Developers aren’t required to submit detailed building designs until later stages of the Planning Department’s project approval process.

In an email to council members shortly before Tuesday’s PHED work session, resident Robert Lipman asked members of the committee “to take a strategic pause” in order to create “a foam block scale model that shows the maximum possible development” for the entire Westbard sector.

Leventhal dismissed that suggestion during the work session, saying that no sector plan in the history of Montgomery County has ever seen a “maximum buildout” and that foam blocks wouldn’t represent the varying architectural styles of the buildings that are developed over the roughly 30-year term of the plan.

During council public hearings in February, Lipman held up a Monopoly board and directly accused Berfield of trying to buy support from the community for Equity One’s project.

In the Tuesday morning interview with Bethesda Beat, Berfield said he wasn’t surprised by negative reactions to his company’s plans and that those opposed to redevelopment “have legitimate concerns and they’re fully within their rights to ask questions, to challenge assumptions.”

But he also said he was taken aback by what he labeled as opponents’ attempts to “delegitimize” those residents and others who have spoken up in support of the project.

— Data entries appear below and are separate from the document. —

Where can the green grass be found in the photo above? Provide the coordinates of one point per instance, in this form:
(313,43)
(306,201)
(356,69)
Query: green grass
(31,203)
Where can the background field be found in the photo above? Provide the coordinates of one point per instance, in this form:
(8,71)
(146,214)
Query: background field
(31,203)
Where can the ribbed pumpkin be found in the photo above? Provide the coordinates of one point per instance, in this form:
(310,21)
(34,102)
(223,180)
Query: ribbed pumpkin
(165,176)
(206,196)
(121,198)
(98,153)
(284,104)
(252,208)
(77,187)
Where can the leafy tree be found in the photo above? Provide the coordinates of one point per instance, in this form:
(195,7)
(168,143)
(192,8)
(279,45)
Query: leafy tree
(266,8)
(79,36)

“At the public hearing, to have people get booed for supporting the project; these are intelligent, mature people. To be booing people at a public hearing to me is just—I would have expected a little more,” Berfield said. “I would’ve expected a slightly higher level of discussion about the project as opposed to just easy little catch words people like to use and a lot of anger and bitterness at their own neighbors who support this thing. It’s really too bad.”